La viande française coûte beaucoup trop cher à produire. Nous avons de belles races à viande, les blondes d’Aquitaine, les limousines, et beaucoup d’autres encore, issues de terroirs très variés. Mais pour que de tels animaux viennent à maturité, bons pour l’abattoir, il faut les pousser jusqu’à 30, 40 mois ! Autant de temps pendant lequel l’éleveur va devoir les nourrir. Notamment avec des céréales, pour qu’ils fassent du gras. Le gras, c’est ce qui donne le goût à la viande. Pour finir un bovin chez nous, on peut avoir besoin de lui donner jusqu’à 2 tonnes de maïs ensilage ou d’autres céréales, mélangées avec du soja importé. Si le prix des céréales augmente, comme c’est le cas actuellement, patatras, c’est encore plus cher et la marge diminue d’autant. Un élevage rentable aujourd’hui en France, c’est quasi mission impossible. Nos éleveurs ne tiennent que par les subventions. Si les paysans français veulent vivre de leur métier, ils doivent révolutionner leurs façons de faire. Faire comme les éleveurs anglais par exemple.
C’est une blague ?
Pas du tout. Après la crise de la vache folle, les Anglais ont complètement remis à plat leur système d’élevage. Et aujourd’hui ils sont tout simplement devenus les meilleurs éleveurs du monde. Les Anglais pratiquent les races mixtes : un croisement entre vaches laitières et races à viande. Ça donne des animaux avec une viande saignante, tendre et goûteuse, exactement le goût mondial du moment. Mieux encore, ces vaches parviennent à maturité dès 20 mois ! Presque deux fois moins de temps que les races à viande françaises ! En plus, ces vaches précoces ont une bien meilleure capacité de fixation des protéines végétales : en gros, elles font du gras avec de l’herbe. Et l’herbe, c’est bien plus écolo que les céréales, très coûteuses en énergie et en eau. Pensez à tous nos champs de maïs irrigués et subventionnés dans le sud-ouest de la France. C’est une absurdité écologique et économique. L’éleveur anglais aujourd’hui peut vivre sans subventions, il est rentable et, croyez-moi, sa viande est excellente. Bien sûr, les races anglaises sont standardisées, moins glamour que nos magnifiques vaches-cartes postales de terroir. Mais les anglaises, elles, permettent à leurs éleveurs de gagner de l’argent.
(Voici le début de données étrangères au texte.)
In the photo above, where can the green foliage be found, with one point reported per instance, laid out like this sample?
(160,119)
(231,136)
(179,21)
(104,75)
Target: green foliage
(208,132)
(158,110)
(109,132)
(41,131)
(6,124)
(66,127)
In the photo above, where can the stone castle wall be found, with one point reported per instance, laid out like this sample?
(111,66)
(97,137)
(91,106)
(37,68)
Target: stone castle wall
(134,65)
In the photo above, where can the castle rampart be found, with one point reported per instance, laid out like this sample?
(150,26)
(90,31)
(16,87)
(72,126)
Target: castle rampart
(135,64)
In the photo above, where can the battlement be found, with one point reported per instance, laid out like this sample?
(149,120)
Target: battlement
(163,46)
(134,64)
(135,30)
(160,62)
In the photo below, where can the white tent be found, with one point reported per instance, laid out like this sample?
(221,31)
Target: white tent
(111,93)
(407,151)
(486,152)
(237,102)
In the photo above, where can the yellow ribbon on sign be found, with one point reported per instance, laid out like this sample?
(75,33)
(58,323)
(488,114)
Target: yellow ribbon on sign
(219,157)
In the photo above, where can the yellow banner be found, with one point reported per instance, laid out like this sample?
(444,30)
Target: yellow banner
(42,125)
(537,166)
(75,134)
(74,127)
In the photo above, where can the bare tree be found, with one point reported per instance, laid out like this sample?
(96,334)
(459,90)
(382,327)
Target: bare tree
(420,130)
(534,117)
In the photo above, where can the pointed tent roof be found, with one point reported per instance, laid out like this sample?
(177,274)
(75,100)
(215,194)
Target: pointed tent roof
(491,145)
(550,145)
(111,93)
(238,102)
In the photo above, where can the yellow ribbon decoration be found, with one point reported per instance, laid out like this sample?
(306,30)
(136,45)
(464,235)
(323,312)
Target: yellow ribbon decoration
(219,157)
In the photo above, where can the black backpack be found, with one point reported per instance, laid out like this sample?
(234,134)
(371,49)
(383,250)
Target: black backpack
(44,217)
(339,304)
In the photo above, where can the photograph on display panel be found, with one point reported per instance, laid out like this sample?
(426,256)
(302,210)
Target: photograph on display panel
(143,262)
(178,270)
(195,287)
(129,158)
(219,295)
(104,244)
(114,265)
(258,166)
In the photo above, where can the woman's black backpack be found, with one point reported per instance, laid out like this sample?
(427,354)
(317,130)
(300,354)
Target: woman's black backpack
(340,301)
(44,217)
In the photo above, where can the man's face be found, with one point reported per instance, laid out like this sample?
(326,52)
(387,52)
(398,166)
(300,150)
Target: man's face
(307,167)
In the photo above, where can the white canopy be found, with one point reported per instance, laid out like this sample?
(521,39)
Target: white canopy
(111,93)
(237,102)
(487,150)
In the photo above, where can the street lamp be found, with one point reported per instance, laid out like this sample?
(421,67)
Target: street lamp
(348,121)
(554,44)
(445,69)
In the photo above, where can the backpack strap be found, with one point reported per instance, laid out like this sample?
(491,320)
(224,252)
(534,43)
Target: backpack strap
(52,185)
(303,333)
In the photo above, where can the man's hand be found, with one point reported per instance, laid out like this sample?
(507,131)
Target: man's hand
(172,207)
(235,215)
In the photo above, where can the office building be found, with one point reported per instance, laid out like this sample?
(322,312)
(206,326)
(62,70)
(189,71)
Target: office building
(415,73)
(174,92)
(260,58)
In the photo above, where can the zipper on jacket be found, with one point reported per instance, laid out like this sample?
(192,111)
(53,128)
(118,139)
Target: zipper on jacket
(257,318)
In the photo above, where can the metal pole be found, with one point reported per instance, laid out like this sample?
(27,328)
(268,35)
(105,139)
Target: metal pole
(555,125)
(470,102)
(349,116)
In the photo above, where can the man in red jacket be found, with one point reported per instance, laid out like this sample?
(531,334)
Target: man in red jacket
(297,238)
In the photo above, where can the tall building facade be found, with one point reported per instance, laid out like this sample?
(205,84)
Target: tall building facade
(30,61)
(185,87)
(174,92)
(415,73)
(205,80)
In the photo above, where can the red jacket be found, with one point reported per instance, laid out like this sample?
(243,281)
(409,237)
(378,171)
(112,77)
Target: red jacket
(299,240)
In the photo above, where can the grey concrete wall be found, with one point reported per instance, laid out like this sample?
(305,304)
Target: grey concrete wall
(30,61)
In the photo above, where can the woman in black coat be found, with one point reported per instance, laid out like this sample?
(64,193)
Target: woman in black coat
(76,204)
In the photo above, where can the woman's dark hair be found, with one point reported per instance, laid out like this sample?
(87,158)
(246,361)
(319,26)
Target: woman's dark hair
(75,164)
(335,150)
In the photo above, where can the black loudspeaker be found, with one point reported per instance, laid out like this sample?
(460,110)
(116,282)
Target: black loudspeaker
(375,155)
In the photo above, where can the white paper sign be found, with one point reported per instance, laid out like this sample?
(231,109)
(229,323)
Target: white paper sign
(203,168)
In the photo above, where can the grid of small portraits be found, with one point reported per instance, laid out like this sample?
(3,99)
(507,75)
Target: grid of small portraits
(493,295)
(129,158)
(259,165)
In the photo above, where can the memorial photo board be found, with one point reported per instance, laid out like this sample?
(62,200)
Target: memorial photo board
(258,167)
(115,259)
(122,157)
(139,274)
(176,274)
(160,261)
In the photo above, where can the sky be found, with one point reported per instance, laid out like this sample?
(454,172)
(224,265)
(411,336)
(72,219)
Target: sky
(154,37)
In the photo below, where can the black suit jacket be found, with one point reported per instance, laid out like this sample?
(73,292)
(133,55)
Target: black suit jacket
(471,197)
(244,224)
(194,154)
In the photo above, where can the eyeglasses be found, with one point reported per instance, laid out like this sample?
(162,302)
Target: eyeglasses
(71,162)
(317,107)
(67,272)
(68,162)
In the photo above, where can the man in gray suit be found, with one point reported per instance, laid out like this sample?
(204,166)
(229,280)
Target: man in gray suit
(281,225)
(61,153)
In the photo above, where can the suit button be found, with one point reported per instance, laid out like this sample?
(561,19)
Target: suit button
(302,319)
Alors quoi, il faudrait abandonner nos Aubrac, nos bazadaises tamponnées VBF (viande bovine française) pour les remplacer par des black angus ou des hereford venues d’outre-Manche ? Mais en vous écoutant, Jeanne d’Arc serait devenue végétarienne !
Pas forcément. Nous avons plein de races mixtes en France qui permettraient à nos éleveurs de relever le défi. La pie noire en Bretagne, la blonde des Pyrénées dans le Sud-Ouest, la salers du Cantal et bien sûr la normande. De toute façon, soit l’élevage français s’adapte, soit il meurt. Pester contre les marges des grandes surfaces ne sert pas à grand-chose, pas plus que d’exiger du consommateur qu’il avale à tout prix du steak made in France. Nos éleveurs doivent parvenir à produire de la qualité, mais moins cher et en quantité. Les Anglais leur montrent le chemin.